A pause would follow, brief but complete, as though both understood there was more beneath what was being said but neither needed to expose it.
“You’ve been timing it again,” she added once, without looking at him.
“I never stopped.”
Something shifted then, subtle enough that it would have been missed by anyone not already paying attention.
She stepped out first when the doors opened.
He followed after.
Not together. Not apart.
Just aligned in motion without acknowledging it.
Every day.
On the sales floor, nothing outwardly changed.
That was the second problem.
“Move the meeting to Thursday.”
“Yes, Athena.”
“Update the figures before noon.”
“Got it.”
Her presence remained exactly what it had always been—precise, controlled, unyielding in consistency. The board updated daily, and her name stayed where it always had been, near the top, unaffected by time or repetition.
No one questioned it anymore.
Bobby noticed. He always did.
But now, he did not comment.
Coffee breaks became frequent enough to feel unplanned, yet expected in their repetition. Someone would call out without ceremony, offering inclusion in something casual enough to interrupt routine without breaking it.
“Sir, coffee?”
“Why not,” Bobby would answer.
The group would gather easily, conversation forming without effort, laughter rising and fading without force. He moved within it the way he always had, not as an outsider nor as someone trying to belong, but as someone whose presence no longer needed explanation.

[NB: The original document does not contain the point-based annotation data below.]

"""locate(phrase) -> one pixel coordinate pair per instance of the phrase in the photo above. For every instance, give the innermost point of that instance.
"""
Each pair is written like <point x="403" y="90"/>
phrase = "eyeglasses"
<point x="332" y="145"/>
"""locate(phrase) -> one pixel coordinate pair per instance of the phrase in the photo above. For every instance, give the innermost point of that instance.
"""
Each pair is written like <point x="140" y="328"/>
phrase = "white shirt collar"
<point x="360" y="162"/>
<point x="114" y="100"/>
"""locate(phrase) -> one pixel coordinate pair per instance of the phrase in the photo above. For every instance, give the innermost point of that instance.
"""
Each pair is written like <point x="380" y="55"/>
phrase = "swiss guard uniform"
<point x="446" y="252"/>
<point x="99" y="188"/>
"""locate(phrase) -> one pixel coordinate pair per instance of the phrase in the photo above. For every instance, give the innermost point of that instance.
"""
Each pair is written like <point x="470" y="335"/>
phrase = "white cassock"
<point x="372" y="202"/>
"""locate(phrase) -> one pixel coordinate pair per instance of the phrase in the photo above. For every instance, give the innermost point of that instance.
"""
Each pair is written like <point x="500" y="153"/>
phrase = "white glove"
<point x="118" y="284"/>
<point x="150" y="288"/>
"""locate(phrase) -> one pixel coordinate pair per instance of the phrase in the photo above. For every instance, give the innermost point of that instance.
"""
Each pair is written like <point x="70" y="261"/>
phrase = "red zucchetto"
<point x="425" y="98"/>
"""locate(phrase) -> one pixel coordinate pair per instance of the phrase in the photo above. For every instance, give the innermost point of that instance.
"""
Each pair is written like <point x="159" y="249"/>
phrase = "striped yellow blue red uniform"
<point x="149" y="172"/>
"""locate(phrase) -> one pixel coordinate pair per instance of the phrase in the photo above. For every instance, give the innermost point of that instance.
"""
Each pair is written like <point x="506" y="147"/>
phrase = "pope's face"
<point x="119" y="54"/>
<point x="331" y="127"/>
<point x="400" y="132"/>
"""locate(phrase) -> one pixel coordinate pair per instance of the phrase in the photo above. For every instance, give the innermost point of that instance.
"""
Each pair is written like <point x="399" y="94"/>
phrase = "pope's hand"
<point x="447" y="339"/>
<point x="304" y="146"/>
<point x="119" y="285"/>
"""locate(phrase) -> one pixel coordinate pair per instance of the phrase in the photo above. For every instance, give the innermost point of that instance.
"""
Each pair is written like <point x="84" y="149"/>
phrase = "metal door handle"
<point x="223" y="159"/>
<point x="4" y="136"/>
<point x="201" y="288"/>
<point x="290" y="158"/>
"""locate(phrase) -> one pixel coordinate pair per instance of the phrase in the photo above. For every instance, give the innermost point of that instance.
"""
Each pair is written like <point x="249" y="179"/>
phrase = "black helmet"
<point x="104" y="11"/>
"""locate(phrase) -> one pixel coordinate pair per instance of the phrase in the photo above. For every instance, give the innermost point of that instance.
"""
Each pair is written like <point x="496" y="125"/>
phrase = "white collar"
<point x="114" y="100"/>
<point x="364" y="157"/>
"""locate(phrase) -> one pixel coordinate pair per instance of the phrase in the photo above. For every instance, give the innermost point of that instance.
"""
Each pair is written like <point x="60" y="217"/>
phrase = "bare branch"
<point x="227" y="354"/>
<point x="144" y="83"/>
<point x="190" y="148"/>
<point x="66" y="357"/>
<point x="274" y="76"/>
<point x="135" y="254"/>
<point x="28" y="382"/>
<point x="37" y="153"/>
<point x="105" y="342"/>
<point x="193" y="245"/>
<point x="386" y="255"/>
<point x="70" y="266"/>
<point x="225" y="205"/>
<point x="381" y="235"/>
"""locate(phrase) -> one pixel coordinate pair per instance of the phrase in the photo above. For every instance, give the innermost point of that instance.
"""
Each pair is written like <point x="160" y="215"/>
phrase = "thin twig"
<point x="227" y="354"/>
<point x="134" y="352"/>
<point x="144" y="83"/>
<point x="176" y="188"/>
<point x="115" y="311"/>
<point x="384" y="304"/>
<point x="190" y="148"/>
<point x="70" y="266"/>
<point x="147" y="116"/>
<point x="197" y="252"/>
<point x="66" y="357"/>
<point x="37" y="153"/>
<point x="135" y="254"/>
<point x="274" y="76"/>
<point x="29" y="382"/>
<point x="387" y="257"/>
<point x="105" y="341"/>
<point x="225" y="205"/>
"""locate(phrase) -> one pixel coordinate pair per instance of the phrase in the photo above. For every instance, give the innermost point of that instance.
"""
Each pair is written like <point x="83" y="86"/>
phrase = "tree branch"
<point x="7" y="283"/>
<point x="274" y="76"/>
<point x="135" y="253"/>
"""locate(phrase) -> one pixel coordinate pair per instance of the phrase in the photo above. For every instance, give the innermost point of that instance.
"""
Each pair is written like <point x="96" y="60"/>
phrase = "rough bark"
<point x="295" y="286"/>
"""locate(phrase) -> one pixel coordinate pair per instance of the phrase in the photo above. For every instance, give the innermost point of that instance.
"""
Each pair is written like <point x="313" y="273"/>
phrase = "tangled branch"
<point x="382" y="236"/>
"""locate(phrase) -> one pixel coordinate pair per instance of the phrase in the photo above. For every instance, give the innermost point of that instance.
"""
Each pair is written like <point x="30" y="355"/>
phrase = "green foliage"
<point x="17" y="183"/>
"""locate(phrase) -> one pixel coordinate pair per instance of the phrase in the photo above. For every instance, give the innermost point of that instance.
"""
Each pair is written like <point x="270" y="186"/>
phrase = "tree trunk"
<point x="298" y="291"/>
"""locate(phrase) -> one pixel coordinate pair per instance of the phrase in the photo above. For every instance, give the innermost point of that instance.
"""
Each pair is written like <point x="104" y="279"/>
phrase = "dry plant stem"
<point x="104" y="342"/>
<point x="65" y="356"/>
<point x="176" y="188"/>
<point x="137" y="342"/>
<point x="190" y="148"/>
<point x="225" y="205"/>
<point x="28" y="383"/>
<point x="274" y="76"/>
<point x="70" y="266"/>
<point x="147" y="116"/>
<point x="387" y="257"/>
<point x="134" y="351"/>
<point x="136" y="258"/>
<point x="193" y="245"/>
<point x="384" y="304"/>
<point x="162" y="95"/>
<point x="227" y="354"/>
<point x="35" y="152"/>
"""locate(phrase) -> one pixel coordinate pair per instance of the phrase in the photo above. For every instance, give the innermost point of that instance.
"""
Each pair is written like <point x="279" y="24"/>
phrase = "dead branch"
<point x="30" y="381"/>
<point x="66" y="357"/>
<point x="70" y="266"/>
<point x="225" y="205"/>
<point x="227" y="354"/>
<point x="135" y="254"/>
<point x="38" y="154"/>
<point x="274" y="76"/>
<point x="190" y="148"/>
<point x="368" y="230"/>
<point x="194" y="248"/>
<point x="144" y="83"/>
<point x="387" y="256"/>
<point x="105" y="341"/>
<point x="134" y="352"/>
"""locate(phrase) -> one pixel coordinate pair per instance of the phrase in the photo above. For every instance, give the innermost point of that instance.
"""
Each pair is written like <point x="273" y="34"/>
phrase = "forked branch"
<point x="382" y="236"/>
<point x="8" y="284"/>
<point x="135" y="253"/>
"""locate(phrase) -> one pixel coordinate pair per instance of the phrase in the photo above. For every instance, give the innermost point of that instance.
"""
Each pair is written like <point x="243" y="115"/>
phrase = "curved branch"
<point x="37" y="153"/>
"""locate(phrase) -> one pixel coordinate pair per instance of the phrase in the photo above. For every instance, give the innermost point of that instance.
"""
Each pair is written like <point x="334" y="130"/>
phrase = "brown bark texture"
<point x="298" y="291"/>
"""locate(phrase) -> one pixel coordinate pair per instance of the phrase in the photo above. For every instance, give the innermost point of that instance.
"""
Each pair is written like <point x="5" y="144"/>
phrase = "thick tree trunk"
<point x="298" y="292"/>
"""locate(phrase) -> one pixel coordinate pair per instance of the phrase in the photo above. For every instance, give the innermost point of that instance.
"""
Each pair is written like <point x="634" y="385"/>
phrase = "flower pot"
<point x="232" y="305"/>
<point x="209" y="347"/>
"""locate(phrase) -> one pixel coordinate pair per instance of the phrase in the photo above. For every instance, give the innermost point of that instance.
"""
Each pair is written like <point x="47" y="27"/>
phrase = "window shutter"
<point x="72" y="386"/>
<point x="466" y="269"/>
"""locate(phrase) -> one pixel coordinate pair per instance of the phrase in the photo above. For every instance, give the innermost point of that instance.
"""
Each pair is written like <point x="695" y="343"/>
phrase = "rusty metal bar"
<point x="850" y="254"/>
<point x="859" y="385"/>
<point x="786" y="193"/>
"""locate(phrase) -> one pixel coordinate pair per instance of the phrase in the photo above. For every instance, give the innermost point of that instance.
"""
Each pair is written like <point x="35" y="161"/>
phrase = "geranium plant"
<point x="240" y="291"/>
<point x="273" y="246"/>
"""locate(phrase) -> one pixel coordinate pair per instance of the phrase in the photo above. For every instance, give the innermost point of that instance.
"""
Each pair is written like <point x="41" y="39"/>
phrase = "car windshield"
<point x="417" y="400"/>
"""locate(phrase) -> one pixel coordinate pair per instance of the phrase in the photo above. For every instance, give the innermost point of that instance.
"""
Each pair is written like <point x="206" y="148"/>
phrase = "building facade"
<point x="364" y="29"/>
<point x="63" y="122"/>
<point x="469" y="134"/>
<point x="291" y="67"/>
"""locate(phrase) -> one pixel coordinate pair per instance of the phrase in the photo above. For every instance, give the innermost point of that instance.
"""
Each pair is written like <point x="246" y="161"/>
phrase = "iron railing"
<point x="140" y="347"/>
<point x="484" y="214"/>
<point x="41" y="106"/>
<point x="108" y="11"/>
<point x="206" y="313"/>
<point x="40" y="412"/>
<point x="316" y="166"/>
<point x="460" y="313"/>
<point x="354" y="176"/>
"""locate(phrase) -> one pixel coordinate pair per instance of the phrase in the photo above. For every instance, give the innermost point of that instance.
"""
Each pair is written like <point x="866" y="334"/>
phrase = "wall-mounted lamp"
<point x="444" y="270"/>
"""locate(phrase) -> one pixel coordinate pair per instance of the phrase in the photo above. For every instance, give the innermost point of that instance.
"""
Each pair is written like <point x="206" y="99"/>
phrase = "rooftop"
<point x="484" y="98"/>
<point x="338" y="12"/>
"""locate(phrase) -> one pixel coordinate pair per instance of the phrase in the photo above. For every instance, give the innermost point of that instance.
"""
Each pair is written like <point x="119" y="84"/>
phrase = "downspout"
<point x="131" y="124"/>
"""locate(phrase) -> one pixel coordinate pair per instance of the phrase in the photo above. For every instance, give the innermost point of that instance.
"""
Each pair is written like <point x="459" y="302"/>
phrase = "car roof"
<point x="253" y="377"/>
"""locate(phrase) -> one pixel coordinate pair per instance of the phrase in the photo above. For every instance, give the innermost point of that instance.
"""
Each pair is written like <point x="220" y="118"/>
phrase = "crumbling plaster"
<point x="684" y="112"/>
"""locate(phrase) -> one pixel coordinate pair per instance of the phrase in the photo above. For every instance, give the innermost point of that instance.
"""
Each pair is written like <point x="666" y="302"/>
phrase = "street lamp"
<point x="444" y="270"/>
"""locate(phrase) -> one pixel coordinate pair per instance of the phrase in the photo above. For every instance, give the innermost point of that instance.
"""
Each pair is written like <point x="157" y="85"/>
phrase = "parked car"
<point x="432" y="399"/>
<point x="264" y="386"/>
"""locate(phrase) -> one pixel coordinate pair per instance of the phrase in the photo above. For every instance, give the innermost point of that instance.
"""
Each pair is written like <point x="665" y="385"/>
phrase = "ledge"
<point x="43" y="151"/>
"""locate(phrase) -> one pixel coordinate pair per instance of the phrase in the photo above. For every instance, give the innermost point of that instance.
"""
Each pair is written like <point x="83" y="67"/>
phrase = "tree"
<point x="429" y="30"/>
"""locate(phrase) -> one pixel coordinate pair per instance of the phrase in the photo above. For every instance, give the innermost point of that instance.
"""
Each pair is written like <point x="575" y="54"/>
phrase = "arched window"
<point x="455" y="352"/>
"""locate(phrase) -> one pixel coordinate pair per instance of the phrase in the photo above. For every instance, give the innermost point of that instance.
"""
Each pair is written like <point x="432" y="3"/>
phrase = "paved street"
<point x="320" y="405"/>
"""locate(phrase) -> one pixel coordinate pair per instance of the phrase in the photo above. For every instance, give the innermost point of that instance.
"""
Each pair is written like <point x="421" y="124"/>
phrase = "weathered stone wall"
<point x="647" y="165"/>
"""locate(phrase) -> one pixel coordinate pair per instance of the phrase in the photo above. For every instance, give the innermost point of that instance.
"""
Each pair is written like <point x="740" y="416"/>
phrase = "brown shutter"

“You’re staying longer these days, sir,” someone remarked once.
“I’ve been told the company’s good,” he replied lightly.
Across the circle, Athena would sometimes be present.
Not always speaking. Not always observing. Simply there in the same space, as if her presence in it required no justification.
“You’re all delaying work,” she would say at times, tone carrying something close to amusement.
“Five more minutes,” someone would plead.
She would shake her head, but she did not leave.
And occasionally, without intention or announcement, their eyes would meet.
Just for a second.
Enough to register.
Then it would pass.
Afternoons softened into smaller intervals, the in-between spaces where work loosened its hold without fully releasing it. The smoking area. The corridors between meetings. The quiet pauses people allowed themselves without naming them as breaks.
Bobby stood with the team during those moments, relaxed in a way that felt natural rather than performed. Athena joined sometimes. Not always.
“You don’t usually stay here,” someone said to her once.
“Sometimes,” she replied.
That word again.
Not avoidance. Not commitment.
Something in between.
Bobby glanced toward her at the edge of the group, and she felt it without needing to look back immediately.
“You’ve been avoiding this area,” she said quietly after a moment.
“I’ve been working,” he answered.
“That’s not what I meant.”
A pause settled between them, familiar in shape even if not in intention.
“I know,” he said.
The same exchange returned, as it had before, and as it likely would again.
Repeated, but never entirely unchanged.